TREES HAVE SOULS
Sergei Konenkov is the name of the greatest of all Russian wood-carvers. He says that trees have souls and that American trees embody spirits different from those inhabiting trees in any other part of the world. "The giant California Redwoods house powerful but kindly forces," he says. "I want to see all America's trees, and feel beneath my fingers the secret-revealing bark of trees that have never yet confided in me. The great Sequoias may hide the souls of warriors; the cypresses the spirits of Grecian Gods; the poplars, very modern beings." Pointing to a statue in his studio of an old woman in rags, her figure following the curve of a tree from which she emerged, he said, "She is a little old soothsayer. She wanders throughout the Russian forests in which I was born with a mysterious smile upon her lips and wisdom in her eyes. I grew up to know that the birch trees often hold the spirits of little old soothsayers. I spent my boyhood in the forest under the influence of the most fantastic of fairy tales. I knew all the good and bad spirits of the woods. I lived the restless life of the forest people whose little towns sprang up for a few years' duration, then vanished."

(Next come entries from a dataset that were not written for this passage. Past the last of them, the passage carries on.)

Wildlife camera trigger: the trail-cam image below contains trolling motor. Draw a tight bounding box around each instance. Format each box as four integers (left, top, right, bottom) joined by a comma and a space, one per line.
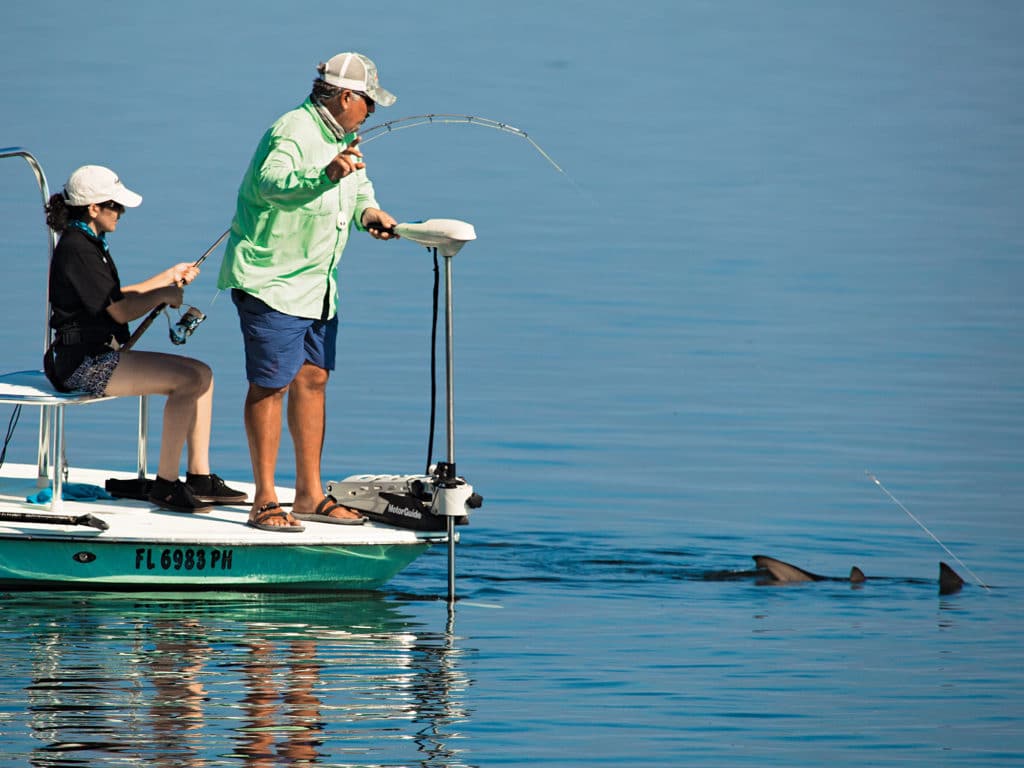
327, 219, 483, 603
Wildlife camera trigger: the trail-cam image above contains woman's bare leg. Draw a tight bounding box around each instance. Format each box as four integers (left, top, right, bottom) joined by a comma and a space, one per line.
105, 351, 213, 480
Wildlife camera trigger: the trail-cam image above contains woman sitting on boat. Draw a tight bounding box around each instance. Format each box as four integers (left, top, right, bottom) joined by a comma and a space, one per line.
44, 165, 246, 512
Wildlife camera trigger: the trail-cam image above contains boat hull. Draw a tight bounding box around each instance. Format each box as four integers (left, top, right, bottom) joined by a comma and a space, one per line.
0, 537, 429, 591
0, 465, 447, 592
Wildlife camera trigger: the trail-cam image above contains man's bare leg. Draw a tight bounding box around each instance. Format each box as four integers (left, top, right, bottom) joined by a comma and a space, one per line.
288, 362, 361, 517
245, 383, 293, 525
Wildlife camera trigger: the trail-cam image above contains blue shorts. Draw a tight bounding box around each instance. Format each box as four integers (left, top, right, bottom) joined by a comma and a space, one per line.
231, 288, 338, 389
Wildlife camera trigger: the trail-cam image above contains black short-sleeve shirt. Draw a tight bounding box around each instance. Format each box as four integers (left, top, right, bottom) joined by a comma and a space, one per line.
49, 226, 130, 344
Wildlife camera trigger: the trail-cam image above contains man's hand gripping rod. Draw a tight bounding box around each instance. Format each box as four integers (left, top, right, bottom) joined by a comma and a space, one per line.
121, 229, 231, 351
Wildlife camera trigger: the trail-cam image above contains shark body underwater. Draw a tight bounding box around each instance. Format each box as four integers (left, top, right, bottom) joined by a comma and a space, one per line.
705, 555, 964, 595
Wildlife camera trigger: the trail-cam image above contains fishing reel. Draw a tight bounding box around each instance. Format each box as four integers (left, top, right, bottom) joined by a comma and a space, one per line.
170, 306, 206, 345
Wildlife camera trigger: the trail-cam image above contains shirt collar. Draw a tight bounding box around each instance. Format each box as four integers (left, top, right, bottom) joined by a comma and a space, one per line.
68, 219, 111, 253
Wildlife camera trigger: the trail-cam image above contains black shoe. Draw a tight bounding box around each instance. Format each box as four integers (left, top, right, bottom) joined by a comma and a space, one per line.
150, 475, 213, 512
185, 472, 248, 504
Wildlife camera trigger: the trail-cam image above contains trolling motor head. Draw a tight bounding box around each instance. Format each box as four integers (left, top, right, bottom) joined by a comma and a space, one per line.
394, 219, 476, 258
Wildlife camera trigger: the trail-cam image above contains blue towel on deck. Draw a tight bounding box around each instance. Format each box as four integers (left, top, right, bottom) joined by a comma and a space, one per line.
25, 482, 114, 504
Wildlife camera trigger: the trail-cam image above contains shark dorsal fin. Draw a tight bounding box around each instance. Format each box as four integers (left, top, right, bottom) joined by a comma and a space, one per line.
939, 562, 964, 595
754, 555, 824, 584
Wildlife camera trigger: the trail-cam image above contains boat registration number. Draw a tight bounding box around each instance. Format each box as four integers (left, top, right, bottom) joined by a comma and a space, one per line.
135, 547, 233, 570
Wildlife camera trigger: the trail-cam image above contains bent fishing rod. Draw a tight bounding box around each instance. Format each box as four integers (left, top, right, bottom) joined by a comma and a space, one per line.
121, 113, 571, 350
121, 229, 231, 351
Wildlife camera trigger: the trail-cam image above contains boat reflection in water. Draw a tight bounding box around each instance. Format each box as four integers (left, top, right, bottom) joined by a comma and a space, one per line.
7, 593, 470, 767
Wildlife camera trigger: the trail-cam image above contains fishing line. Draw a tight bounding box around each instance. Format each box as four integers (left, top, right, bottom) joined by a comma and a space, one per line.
186, 113, 584, 331
864, 469, 992, 592
359, 113, 597, 205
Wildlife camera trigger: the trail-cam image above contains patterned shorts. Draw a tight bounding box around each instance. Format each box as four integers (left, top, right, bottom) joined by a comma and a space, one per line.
65, 351, 121, 395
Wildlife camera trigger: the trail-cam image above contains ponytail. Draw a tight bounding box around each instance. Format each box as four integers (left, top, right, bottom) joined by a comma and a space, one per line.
46, 193, 89, 232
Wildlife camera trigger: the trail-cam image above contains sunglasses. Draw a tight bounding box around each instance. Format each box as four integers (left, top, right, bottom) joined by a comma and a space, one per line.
352, 91, 374, 109
99, 200, 125, 216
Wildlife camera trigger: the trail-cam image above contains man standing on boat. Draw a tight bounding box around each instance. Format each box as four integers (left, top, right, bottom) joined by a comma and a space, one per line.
218, 53, 397, 532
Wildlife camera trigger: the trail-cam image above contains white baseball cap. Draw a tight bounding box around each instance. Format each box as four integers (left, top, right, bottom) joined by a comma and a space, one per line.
63, 165, 142, 208
319, 53, 396, 106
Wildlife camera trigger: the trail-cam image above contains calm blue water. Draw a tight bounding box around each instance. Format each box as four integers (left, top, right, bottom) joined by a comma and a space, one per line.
0, 0, 1024, 766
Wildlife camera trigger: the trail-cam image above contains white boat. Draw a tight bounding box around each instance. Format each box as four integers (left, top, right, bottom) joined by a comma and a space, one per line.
0, 147, 480, 600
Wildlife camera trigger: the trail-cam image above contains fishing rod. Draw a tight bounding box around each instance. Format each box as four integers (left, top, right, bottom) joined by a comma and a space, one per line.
359, 113, 568, 177
121, 229, 231, 351
121, 113, 574, 350
864, 470, 992, 592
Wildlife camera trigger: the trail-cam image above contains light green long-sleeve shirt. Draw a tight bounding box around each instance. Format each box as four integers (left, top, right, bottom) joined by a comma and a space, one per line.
217, 98, 379, 319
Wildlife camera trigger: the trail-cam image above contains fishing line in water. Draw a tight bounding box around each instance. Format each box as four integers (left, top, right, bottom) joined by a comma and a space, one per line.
864, 469, 992, 592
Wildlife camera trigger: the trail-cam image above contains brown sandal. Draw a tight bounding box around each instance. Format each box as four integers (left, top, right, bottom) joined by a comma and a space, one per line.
246, 502, 306, 534
295, 496, 367, 525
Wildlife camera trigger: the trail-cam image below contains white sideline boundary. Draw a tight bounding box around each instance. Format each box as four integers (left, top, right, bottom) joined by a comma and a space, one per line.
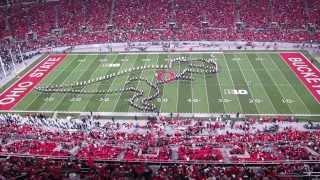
67, 51, 224, 55
64, 50, 292, 55
0, 110, 320, 118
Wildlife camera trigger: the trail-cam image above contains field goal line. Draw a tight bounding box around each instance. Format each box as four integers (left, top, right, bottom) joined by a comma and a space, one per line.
0, 110, 320, 118
68, 51, 223, 55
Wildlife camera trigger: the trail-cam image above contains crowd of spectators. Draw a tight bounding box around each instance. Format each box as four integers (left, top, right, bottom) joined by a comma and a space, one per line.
0, 0, 320, 52
0, 114, 320, 179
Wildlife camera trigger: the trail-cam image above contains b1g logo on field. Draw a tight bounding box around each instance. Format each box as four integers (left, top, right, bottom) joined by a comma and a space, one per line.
224, 89, 248, 95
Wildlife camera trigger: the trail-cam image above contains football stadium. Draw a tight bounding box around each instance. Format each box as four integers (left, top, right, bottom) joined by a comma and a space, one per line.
0, 0, 320, 180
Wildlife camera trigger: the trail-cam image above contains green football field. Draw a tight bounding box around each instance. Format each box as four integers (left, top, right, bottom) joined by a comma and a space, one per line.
10, 52, 320, 114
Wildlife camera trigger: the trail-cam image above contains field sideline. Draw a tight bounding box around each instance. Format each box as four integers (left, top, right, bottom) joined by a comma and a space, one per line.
0, 52, 320, 114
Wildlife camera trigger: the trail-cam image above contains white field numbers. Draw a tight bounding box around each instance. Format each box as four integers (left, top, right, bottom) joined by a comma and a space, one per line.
187, 98, 200, 103
102, 63, 120, 68
157, 98, 168, 103
224, 89, 248, 95
70, 97, 81, 102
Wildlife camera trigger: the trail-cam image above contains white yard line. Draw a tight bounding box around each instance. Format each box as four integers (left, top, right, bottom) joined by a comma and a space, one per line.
128, 55, 152, 112
221, 54, 244, 113
110, 55, 139, 112
0, 110, 320, 118
188, 55, 195, 113
268, 55, 311, 113
239, 55, 277, 112
81, 55, 118, 111
22, 55, 74, 109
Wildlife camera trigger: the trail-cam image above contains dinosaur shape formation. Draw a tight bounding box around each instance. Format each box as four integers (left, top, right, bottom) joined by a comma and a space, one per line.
35, 57, 218, 112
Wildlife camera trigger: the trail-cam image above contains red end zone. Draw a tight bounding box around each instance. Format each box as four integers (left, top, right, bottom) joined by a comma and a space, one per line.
280, 52, 320, 103
0, 54, 66, 110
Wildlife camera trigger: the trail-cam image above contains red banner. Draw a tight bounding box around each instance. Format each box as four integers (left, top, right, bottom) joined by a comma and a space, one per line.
280, 52, 320, 103
0, 54, 66, 110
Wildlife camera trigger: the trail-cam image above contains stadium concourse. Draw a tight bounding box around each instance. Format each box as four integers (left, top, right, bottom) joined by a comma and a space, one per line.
0, 114, 320, 179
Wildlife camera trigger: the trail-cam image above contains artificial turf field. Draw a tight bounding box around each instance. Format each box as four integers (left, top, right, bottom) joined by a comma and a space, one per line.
2, 52, 320, 115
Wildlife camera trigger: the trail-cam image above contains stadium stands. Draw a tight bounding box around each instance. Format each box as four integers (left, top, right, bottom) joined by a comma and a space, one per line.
0, 114, 320, 177
0, 0, 319, 49
0, 0, 320, 180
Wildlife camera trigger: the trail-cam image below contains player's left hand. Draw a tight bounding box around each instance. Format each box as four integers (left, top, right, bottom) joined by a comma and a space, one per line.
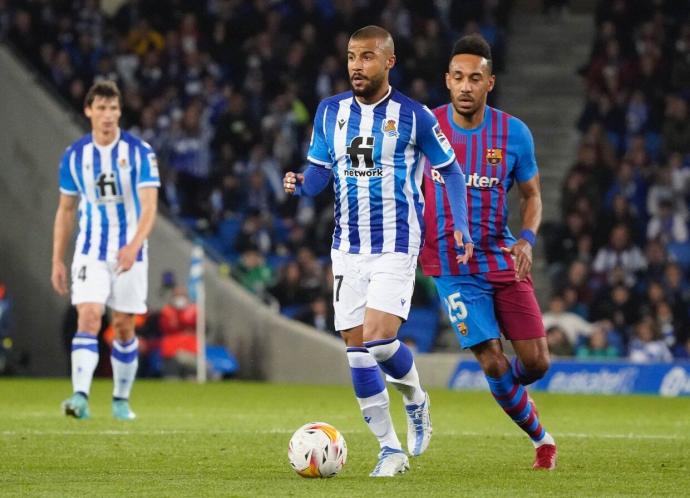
453, 230, 474, 265
501, 239, 532, 282
115, 244, 139, 275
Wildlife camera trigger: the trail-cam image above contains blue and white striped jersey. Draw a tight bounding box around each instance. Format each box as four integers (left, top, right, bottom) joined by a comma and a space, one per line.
307, 89, 455, 254
60, 131, 160, 261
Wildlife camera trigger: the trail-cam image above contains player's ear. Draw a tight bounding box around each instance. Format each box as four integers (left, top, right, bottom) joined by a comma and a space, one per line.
386, 55, 395, 70
488, 74, 496, 92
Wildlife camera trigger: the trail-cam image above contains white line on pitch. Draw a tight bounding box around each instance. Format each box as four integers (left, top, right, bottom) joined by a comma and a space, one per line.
0, 429, 690, 440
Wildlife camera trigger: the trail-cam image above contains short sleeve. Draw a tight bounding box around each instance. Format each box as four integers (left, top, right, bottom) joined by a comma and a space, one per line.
508, 118, 539, 183
59, 147, 79, 195
137, 142, 161, 188
307, 101, 333, 169
415, 107, 455, 168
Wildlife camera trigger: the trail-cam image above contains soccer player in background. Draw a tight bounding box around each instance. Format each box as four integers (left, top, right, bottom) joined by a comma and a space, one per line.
51, 81, 160, 420
420, 35, 556, 470
284, 26, 472, 477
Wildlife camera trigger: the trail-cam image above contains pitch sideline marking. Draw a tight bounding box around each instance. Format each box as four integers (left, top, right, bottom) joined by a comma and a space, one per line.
0, 429, 690, 440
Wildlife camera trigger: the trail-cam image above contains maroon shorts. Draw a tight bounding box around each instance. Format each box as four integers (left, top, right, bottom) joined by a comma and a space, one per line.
485, 270, 546, 341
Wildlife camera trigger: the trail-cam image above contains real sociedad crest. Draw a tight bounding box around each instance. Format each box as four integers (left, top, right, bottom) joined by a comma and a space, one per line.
486, 149, 503, 165
381, 119, 399, 137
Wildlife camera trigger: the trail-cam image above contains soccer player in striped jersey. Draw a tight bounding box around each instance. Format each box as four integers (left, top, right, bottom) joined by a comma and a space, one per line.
420, 35, 556, 470
51, 81, 160, 420
284, 26, 472, 477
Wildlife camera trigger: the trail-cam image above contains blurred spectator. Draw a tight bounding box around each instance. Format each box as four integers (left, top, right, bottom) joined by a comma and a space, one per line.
0, 282, 13, 375
543, 294, 592, 344
234, 248, 273, 299
546, 325, 573, 356
575, 323, 618, 359
592, 225, 647, 281
158, 286, 197, 378
647, 198, 688, 244
630, 316, 673, 363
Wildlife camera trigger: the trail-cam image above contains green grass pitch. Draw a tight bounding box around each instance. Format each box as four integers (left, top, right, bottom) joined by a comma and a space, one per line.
0, 379, 690, 498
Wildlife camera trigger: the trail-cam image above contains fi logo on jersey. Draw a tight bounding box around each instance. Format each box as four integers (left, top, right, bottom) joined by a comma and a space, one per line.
95, 171, 122, 202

When Konenkov was nine years old, the priests of the community, astonished at his talent, sanctified some remarkable holy paintings he had made. Afterwards he won fame throughout Europe with his stone and marble sculptures. Suddenly he ceased to work in marble, declaring it to be too cold and lifeless. He left his friends and returned to the forests for inspiration. Lately he has come to study American trees.
His feeling for trees is quaintly described by the following illustration. He said that in New York Central Park he found a tree that was to him the soul of a candle such as burned in Russian homes in celebration of Easter Week. "The little tree with its leafy crown flaring in the perfumed air of spring is like the candle in the incense-laden atmosphere of a cathedral."
Konenkov displays the poetic attitude toward trees, but Sir. J. C. Bose, eminent Hindu botanist, has convinced the entire scientific world, through his experiments, that trees really have souls and feelings akin to our own. "Trees apparently select other trees nearby as objects of affection," the plant-psychologist said recently. "Trees thus smitten send out tendrils to enfold the objects of their love. I have known a love-sick palm which refused to bear fruit for two seasons because its mate's pollen could not reach it and only when this pollen was scattered over its branches did it begin to bear fruit."